Two brilliant moves that helped create the Apple iOS powerhouse
Most new announcements by Apple are digested and understood by the tech press instantaneously. Great products are great products, and it doesn't take much time to realize how exciting things like the iPad or Retina displays are. But some moves can take years to completely understand.
So, I now bring you, my two favorite tactical moves by Apple, which I have only recently come to fully appreciate.
Move #1: Windows Compatible iPods
I remember it like it was yesterday. The summer of 2002.
I had a summer internship as a programmer. I was excited about using my new salary to purchase an mp3 player so that I could listen to music at work. At that point in time, I predominantly used Linux on the desktop.

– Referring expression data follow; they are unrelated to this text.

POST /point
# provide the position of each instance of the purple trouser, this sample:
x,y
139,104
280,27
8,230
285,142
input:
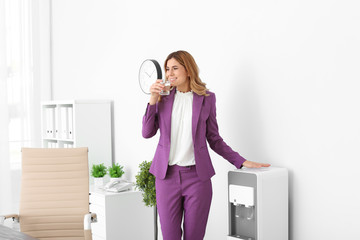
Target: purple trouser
x,y
183,193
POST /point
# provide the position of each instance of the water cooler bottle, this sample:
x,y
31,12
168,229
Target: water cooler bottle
x,y
258,204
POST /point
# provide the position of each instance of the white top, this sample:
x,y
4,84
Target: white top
x,y
182,147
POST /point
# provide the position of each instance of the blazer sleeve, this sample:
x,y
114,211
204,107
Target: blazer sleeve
x,y
215,140
150,121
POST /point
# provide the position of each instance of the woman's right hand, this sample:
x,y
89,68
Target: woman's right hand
x,y
155,90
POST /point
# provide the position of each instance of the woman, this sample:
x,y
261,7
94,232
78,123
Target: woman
x,y
182,165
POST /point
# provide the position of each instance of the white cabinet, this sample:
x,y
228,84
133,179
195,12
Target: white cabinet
x,y
79,123
121,216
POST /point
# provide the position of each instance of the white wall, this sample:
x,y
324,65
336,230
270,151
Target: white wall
x,y
286,75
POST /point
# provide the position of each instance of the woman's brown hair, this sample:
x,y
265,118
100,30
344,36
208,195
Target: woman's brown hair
x,y
188,62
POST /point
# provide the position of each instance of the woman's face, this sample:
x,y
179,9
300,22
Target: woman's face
x,y
177,75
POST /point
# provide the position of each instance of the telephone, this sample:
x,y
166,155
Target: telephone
x,y
118,186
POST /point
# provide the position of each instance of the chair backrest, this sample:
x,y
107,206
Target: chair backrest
x,y
54,192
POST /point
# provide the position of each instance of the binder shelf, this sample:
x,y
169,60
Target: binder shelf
x,y
79,123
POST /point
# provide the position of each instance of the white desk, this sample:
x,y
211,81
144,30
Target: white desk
x,y
120,215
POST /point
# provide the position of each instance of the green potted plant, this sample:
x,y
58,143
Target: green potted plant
x,y
145,182
115,171
98,171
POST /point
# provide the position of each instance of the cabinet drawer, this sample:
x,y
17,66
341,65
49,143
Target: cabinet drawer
x,y
99,231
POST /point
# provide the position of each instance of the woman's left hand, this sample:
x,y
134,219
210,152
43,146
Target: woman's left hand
x,y
250,164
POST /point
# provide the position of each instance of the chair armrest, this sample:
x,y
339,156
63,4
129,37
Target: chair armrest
x,y
14,217
88,219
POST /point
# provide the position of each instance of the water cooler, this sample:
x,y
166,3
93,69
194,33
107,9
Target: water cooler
x,y
258,204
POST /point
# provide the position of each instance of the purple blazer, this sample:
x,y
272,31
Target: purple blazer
x,y
204,127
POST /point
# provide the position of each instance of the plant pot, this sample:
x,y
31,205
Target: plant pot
x,y
99,182
117,179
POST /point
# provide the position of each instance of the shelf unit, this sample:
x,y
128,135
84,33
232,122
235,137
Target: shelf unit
x,y
79,123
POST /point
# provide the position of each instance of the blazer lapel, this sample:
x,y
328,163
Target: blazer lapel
x,y
197,104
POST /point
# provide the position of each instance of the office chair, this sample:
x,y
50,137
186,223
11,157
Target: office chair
x,y
54,199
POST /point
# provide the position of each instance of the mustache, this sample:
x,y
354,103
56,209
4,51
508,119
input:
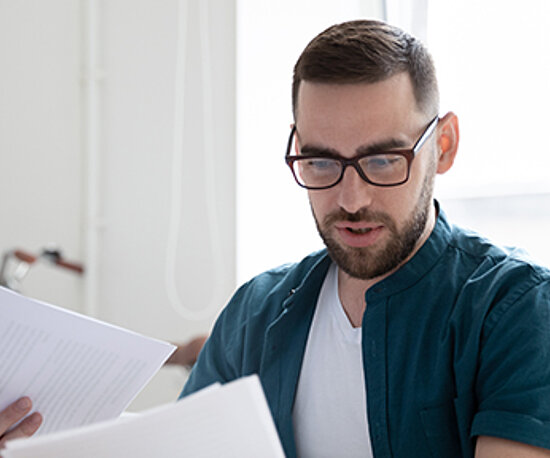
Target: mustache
x,y
362,215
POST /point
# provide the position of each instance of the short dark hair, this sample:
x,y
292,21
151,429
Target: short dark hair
x,y
368,51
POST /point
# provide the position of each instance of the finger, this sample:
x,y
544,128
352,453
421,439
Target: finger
x,y
24,429
13,413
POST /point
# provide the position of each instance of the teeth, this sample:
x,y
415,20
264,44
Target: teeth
x,y
360,231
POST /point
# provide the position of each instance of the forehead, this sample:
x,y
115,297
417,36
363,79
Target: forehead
x,y
383,108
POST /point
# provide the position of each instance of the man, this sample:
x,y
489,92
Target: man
x,y
12,415
407,337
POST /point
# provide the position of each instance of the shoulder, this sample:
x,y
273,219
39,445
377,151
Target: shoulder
x,y
483,258
495,280
267,291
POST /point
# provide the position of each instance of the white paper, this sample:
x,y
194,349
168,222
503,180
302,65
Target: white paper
x,y
232,420
76,370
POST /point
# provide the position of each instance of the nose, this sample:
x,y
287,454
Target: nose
x,y
354,193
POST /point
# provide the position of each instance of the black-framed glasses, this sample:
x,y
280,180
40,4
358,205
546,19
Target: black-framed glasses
x,y
383,168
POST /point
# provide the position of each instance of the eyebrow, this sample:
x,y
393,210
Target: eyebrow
x,y
382,146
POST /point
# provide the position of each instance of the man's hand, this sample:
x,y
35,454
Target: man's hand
x,y
186,354
12,414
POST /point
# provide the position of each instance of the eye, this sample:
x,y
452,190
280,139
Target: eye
x,y
321,164
381,161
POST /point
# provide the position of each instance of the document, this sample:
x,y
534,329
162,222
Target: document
x,y
77,370
231,420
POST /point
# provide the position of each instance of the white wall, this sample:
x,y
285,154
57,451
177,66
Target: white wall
x,y
144,242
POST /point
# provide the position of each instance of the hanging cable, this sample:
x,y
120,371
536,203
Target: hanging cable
x,y
175,224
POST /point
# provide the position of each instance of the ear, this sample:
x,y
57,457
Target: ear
x,y
447,142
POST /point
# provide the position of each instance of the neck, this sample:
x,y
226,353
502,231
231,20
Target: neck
x,y
351,290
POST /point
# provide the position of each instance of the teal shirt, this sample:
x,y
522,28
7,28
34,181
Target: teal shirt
x,y
456,344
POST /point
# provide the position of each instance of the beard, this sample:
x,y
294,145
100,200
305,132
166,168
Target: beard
x,y
370,262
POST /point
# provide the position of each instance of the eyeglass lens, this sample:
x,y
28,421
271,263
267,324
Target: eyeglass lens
x,y
383,169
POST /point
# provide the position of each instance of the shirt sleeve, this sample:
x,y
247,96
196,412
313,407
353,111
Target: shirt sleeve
x,y
513,383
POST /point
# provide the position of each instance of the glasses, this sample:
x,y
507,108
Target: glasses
x,y
384,168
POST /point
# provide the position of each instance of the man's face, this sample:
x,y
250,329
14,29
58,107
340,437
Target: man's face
x,y
368,230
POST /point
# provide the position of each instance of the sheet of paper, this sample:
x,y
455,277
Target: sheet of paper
x,y
232,420
76,370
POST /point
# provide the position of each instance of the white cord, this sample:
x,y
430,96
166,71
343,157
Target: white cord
x,y
177,169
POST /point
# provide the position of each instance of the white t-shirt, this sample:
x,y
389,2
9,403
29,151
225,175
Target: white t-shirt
x,y
330,411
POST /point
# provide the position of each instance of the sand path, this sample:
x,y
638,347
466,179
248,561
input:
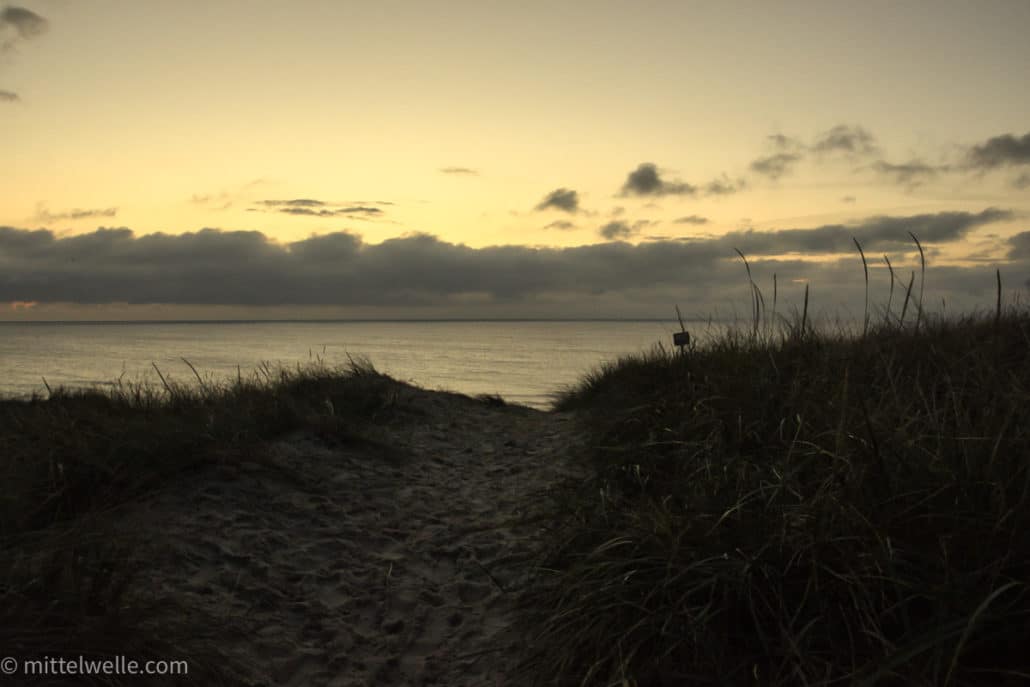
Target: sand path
x,y
345,564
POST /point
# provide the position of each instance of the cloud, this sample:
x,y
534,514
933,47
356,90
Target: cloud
x,y
565,200
776,165
1019,246
25,23
645,180
911,174
879,233
724,186
782,142
1002,150
315,208
44,215
846,139
617,231
212,267
614,231
297,202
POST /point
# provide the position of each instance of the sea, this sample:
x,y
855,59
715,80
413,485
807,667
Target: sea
x,y
522,362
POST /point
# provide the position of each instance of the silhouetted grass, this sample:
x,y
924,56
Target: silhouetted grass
x,y
66,584
796,507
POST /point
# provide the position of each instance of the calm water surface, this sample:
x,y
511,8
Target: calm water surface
x,y
524,362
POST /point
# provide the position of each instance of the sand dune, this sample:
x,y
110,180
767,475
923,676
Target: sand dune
x,y
389,562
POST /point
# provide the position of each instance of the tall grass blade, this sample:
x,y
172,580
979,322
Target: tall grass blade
x,y
865,269
922,280
890,297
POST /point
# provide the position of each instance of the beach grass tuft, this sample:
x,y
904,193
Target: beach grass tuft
x,y
786,506
68,578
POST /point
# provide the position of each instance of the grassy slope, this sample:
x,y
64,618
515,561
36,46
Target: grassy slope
x,y
799,510
66,586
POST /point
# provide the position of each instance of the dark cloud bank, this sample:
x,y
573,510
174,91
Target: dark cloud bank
x,y
247,269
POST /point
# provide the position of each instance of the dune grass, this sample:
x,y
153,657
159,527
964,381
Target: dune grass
x,y
67,585
798,508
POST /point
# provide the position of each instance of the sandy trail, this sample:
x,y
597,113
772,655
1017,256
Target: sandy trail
x,y
345,564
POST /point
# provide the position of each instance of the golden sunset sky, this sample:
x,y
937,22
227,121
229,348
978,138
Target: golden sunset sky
x,y
472,159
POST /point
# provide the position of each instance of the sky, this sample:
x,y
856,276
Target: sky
x,y
403,159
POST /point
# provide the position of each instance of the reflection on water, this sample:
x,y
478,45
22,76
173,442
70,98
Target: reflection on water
x,y
524,362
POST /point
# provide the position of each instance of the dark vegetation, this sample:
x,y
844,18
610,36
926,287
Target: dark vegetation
x,y
68,462
784,506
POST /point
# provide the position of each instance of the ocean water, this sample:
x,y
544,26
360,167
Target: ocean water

As a devoted Slashdot reader, I was up to speed on the newest mp3 players on the market, and given my massive, Napster-provided music collection, I opted to buy a “Creative Nomad”. The problem was the mp3 syncing software required Windows… oh and it was terrible. The software was so terrible that I quickly returned it to the Palo Alto Fry's. (If you have ever shopped at Fry's you would know that my returned product most likely got a white sticker put on & was placed right back on the shelves). I had read that the Archos mp3 player software was even worse, so I instead opted to buy an iPod. Apple had just released Windows compatibility for the iPod, and I had read the software was great. Well… the software wasn't great, but it was great by comparison.
The announcement that Apple was going to sell Windows-compatible iPods was surprising to me, and even now it seems like a non-obvious move. Taking their beautiful hardware and subjecting it to Windows users must have been controversial inside of the company. It just didn't seem like something Jobs would do.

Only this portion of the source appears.